Mozilla would have to rewrite their whole filtering mechanism to work asynchronously; until then the "received" header is sadly out of reach during filtering.

RealRaven2000 commented 2 years ago

@thepixy see my (edited) comment above. I will have to ask John Bieling on Monday whether he can think of a different way. If we want to call an asynchronous function and wait for the result we can use the await keyword - but this is only allowed in a code block that is in an asynchronous method itself, and Thunderbird doesn't read / expect filter.match() to be asynchronous, so this would break the whole flow of filtering.

thepixy commented 2 years ago

Well thanks for looking. I'm not quite sure I understand how or why some parts of a message would be receive asynchronously as opposed to synchronous. I can mention some things that may or may not be helpful.

1) as have a few websites that all use the CPANEL interface, I am able to create email filters there too, and regex is allowed. And there too, "Received" is not one of the choices to filter on, but I can choose to filter using "any header" for a search option, and "matches regex" for the search criteria. I have long lists of filters there that do work, and a typical one looks like this...

*from [^[][69.94.(1(2[8-9]|[3-5][0-9])).([0-9]|[1-9][0-9]|1([0-9][0-9])|2([0-4][0-9]|5[0-5]))**

The above is based on my noting that the IPs always seem to start with 'from', and a bracket '[' symbol somewhere down the string, such as this one from you in one of my 'received' categories...

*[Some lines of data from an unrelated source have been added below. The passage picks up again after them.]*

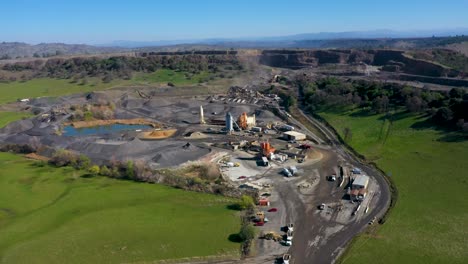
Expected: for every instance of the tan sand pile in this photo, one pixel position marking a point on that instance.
(158, 134)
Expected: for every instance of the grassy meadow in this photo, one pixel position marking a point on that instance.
(55, 215)
(7, 117)
(10, 92)
(430, 170)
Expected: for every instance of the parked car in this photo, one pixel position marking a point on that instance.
(305, 146)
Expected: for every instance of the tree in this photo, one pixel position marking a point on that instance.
(94, 170)
(456, 93)
(347, 134)
(247, 232)
(380, 104)
(105, 171)
(83, 162)
(414, 104)
(443, 115)
(130, 170)
(246, 202)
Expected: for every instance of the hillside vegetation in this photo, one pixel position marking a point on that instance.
(50, 87)
(59, 215)
(428, 223)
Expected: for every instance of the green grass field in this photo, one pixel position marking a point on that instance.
(54, 215)
(429, 221)
(10, 92)
(7, 117)
(175, 77)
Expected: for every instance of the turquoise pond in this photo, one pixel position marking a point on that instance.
(100, 130)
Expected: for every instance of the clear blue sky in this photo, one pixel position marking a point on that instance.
(102, 21)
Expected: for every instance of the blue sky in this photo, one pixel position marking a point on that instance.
(102, 21)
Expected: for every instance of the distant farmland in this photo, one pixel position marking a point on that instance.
(10, 92)
(55, 215)
(429, 168)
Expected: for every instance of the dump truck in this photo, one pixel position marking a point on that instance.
(272, 236)
(293, 170)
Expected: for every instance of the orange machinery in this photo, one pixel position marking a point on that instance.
(242, 121)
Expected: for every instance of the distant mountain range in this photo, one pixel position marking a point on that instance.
(352, 39)
(12, 50)
(384, 33)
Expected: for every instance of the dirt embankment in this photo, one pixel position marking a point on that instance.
(391, 60)
(134, 121)
(305, 58)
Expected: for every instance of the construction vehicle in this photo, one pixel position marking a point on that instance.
(273, 236)
(267, 149)
(242, 121)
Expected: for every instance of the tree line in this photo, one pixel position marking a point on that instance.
(444, 108)
(122, 66)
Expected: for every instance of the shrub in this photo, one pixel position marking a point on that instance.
(94, 170)
(247, 232)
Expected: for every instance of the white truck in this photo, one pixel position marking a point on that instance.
(286, 172)
(293, 170)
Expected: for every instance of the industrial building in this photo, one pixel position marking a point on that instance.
(359, 188)
(293, 135)
(360, 182)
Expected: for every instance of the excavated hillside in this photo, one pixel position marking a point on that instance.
(391, 60)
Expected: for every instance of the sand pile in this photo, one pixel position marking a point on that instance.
(158, 134)
(180, 154)
(17, 127)
(195, 135)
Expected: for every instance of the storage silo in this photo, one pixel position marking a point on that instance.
(229, 122)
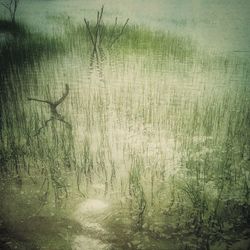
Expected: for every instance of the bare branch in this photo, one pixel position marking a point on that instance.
(38, 100)
(89, 31)
(63, 97)
(121, 32)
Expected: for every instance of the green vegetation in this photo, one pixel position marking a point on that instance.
(161, 127)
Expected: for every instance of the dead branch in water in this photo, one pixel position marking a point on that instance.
(97, 35)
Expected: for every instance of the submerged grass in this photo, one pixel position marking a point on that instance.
(158, 126)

from out-27.smtp.github.com ([192.30.252.210]:35123) by az1-ss33.a2hosting.com with esmtps (TLS1.2) tls TLS_ECDHE_RSA_WITH_AES_256_GCM_SHA384 (Exim 4.95) (envelope-from noreply@github.com) id 1olXpy-0003rP-MP for business@pixyland.org; Thu, 20 Oct 2022 08:52:03 -0700

Now my regex string has nothing to do with YOUR message header! I just clipped on from my CPANEL filters (and its probably obvious I'm not very good at finding regex easier shortcuts. I'd usually start with one of those online IP range regex builder websites for the part of the string that captures the IP range, and then made additions till I got consistent reliable results. But I think maybe the takeaway is that when I look at a listing of a "forwarded message" (with headers) in Thunderbird, "from" is always the topmost header, and "from" always precedes every instance of what Thunderbird is labeling "Received". If I remember correctly, my intent in my CPANEL filters was to start with "from" and basically look through everything until I found a matching IP address surrounded by "[" brackets.

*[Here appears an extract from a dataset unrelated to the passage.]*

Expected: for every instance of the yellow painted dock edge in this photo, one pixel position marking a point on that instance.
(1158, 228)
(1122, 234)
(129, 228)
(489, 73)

Now I will say that in filtaquille I have tried using "from:" as the "header regex match" delimiter, since filtaquilla doesn't offer a "match any header" option. And, since filtaQuill (I guess) requires a "non regex" portion to tell what header to look for, its a little unclear if I could use a similar approach. If so, I have not yet found a winning combination. Maybe you might?

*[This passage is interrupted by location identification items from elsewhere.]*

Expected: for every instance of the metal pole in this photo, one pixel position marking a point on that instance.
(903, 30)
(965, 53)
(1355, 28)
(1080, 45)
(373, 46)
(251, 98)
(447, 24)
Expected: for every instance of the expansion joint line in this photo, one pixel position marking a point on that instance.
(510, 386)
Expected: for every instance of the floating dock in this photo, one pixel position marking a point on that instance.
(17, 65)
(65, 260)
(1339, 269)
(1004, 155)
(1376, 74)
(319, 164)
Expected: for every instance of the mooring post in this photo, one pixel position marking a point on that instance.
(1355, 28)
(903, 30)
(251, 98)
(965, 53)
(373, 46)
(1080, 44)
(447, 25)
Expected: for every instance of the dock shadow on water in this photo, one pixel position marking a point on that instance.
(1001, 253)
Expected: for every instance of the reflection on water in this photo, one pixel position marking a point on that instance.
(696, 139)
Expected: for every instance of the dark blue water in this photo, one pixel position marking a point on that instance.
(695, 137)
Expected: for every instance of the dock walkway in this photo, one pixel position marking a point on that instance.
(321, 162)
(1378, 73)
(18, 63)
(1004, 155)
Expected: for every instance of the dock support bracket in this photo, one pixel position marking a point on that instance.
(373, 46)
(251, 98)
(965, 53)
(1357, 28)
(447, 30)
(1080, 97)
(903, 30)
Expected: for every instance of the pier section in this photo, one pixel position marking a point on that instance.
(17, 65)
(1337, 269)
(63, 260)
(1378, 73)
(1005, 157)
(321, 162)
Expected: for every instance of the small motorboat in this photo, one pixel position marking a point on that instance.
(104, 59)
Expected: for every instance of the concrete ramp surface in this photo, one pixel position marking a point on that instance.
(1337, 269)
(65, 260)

Why Thunderbird lets me filter using this apparently internally generated "Received" tag is beyond my understanding, and as I've observed "Received" is not a option in my CPANEL. But hopfully my example of a successful CPANEL filter (the one including the "from" might help you folks find a way to incorporate this very valuable filtering option.

I will mention that being able to filter to eliminate ranges of IP addresses is a major help in blocking SPAM, and better than anything I've tried. Its just inconvenient to have to do it through my CPANEL, and most people don't have CPANEL access to their ISP provided email address. But the reason its so valuable is this: Take the "45.88.138.48" I mentioned in the beginning. When I get a SPAM email like this, I'll usually go to a convenient "whois" site like MYIP.MS. There I plug in the IP, and discover that the range from 45.88.138.0 - 45.88.138.255 is somewhere in the Ukraine. Well I know I'm not interested in anything from that region, so blocking the whole range blocks lots of SPAM.

Thanks for any help.

RealRaven2000 commented 2 years ago

ok, so the problem is not the regex. the problem is that received doesn't exist in the msg database header, which is the only piece of information passed on to the filter search method. but maybe there is a way of retrieving that information with a synchronous function, I will ask John on Monday.